Das zweite Instrument ist der sogenannte Katalog anerkannter Weltladen-Lieferanten. Er wurde bereits 1999 eingeführt und soll den Weltläden helfen, ihre Lieferanten, vor allem neue und unbekannte, besser beurteilen zu können. Inzwischen enthält der Katalog fast 50 Einträge. Die Kriterien, anhand derer die Lieferanten bewertet werden, umfassen aller Aspekte des fairen Handels wie Arbeitsbedingungen, Handelspraktiken und Transparenz, aber auch Umweltschutz und Öffentlichkeitsarbeit. In einem ersten Schritt machen die Lieferanten im Rahmen einer Selbstauskunft Angaben zu den einzelnen Punkten. Fällt diese erste Bewertung positiv aus, so werden die Angaben von einem externen Auditor vor Ort überprüft. Auf Grundlage des Audits wird über die Aufnahme in den Lieferantenkatalog entschieden.
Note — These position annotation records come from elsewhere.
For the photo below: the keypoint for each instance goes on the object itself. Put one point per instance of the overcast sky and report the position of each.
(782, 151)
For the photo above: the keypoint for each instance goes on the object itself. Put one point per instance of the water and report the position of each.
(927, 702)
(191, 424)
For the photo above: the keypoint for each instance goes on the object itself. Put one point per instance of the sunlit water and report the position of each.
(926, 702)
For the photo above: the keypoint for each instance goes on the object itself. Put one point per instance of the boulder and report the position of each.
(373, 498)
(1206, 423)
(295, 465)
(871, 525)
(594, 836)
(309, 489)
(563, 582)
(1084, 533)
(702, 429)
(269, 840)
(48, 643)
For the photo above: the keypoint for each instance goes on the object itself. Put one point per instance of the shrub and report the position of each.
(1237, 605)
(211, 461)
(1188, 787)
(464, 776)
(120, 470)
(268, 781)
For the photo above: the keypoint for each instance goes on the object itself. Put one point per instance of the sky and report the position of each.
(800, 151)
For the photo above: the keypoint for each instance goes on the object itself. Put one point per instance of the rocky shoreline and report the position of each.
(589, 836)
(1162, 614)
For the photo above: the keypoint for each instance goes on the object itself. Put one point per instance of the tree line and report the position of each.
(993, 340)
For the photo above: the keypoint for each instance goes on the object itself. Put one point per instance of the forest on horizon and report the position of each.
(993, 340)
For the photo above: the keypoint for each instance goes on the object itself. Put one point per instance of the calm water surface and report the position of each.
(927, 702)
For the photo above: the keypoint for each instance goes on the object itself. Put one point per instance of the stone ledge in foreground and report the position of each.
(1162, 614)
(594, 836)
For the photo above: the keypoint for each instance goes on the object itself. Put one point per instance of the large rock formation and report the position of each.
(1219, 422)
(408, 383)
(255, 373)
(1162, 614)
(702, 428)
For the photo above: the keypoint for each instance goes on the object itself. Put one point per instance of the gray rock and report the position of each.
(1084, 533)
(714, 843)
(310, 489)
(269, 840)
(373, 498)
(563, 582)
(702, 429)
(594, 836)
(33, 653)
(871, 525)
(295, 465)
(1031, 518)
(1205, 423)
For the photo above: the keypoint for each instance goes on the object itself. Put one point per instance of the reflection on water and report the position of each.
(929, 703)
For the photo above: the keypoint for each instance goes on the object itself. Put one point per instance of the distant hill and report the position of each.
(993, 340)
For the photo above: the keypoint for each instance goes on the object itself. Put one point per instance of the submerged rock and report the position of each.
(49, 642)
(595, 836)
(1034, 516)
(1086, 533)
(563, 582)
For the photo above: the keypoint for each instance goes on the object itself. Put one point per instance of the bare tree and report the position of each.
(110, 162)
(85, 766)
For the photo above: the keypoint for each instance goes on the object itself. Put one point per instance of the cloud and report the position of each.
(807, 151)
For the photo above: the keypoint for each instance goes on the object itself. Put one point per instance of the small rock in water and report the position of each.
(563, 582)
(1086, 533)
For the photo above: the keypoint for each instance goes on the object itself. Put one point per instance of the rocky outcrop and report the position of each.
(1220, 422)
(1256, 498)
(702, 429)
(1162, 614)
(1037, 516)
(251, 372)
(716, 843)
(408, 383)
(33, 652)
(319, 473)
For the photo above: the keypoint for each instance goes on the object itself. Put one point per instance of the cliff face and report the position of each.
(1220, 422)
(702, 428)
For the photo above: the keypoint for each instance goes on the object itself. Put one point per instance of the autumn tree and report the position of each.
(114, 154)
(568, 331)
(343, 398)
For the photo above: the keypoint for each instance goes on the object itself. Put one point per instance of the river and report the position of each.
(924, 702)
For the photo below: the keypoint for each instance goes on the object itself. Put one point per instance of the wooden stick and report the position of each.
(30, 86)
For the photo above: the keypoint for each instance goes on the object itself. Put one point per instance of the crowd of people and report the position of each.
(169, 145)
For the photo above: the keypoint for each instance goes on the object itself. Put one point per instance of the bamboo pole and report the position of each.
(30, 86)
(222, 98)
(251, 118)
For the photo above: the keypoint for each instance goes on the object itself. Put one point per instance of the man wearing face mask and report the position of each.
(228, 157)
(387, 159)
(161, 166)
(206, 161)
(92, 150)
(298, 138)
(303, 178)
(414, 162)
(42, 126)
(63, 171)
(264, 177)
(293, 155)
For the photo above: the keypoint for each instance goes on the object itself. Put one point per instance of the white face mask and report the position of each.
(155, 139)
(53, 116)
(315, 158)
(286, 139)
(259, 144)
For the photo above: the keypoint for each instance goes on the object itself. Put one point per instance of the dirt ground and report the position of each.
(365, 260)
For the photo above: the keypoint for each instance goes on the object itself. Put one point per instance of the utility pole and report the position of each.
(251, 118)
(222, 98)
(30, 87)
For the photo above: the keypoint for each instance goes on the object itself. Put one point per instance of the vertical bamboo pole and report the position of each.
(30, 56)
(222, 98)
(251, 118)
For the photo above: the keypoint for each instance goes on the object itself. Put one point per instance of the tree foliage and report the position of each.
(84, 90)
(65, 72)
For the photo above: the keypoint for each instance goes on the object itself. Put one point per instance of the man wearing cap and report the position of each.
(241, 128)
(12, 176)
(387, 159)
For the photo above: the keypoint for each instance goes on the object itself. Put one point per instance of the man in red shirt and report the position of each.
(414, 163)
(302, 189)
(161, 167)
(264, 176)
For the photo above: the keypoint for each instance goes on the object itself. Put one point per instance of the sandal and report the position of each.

Ein Unternehmen, das bereits seit vielen Jahren dabei ist, ist Globo. Deren Geschäftsführer Manfred Winkler: „Wir haben seit 40 Jahren sehr enge Kontakte zu unseren Partnerwerkstätten in Afrika, Lateinamerika und Asien aufgebaut“. In dieser Zeit seien die Anforderungen an alle Akteure des Fairen Handels gestiegen: „Zu dem intensiven und auf Vertrauen basierenden Kontakt kommt nun die Chance hinzu, dies gegenüber Dritten überprüfbar darzulegen“, so Winkler.